Pak Tulus mengajaknya melihat bagaimana layang-layang yang paling indah pun harus melalui badai terhebat untuk bisa terbang tinggi. Ia mengingatkan bahwa setiap luka adalah tinta baru dalam babak berikutnya.

Inilah yang disebut Novel kehidupan, sebuah kisah yang tidak selalu mulus, namun penuh dengan kejutan di setiap tikungan tak terduga. Elara mulai menyadari bahwa kekuatan sejati bukan terletak pada apa yang ia miliki, melainkan pada apa yang ia pilih untuk pertahankan.

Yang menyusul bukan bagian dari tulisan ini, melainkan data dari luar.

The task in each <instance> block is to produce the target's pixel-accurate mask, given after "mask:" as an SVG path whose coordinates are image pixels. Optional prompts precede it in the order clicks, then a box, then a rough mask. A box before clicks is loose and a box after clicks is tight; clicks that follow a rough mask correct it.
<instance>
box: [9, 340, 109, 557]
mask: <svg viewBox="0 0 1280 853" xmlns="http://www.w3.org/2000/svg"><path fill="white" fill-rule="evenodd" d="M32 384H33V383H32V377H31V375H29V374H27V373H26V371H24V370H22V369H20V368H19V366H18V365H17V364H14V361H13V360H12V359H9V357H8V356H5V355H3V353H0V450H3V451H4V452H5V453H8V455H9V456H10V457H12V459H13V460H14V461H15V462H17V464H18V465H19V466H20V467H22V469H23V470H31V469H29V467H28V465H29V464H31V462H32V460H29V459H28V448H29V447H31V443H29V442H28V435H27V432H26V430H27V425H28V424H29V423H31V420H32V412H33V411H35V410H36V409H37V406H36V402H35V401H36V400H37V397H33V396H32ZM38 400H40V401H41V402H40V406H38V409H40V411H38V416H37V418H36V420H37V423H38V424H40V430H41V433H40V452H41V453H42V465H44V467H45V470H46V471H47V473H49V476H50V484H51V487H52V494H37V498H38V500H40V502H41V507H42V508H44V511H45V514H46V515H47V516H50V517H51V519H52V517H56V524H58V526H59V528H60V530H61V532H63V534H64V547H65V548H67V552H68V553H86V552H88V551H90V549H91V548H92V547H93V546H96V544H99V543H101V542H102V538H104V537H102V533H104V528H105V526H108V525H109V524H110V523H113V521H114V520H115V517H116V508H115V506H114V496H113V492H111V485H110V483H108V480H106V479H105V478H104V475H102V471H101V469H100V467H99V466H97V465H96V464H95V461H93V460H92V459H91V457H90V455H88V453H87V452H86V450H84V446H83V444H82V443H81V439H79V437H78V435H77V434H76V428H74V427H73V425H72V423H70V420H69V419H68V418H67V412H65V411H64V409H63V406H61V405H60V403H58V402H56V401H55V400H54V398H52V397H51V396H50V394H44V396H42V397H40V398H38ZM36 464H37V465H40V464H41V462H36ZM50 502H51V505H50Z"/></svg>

Perlahan, Elara mulai menggambar lagi, bukan di atas kanvas mahal, melainkan di atas kelopak daun kering yang ia temukan di jalan setapak menuju rumahnya. Gambarnya sederhana, namun sarat makna—refleksi dari perjalanan batinnya yang panjang.

Ia belajar bahwa proses penyembuhan adalah sebuah seni tersendiri, sebuah komposisi yang membutuhkan kesabaran dan penerimaan atas nada-nada sumbang yang pernah terjadi.

Ketika sebuah galeri kecil di sudut kota menawarkan pameran tunggal untuk "Seni dari Daun Kering," Elara menatap pantulan dirinya di jendela kaca. Apakah ia siap menerima kembali cahaya setelah terlalu lama bersembunyi dalam bayangan?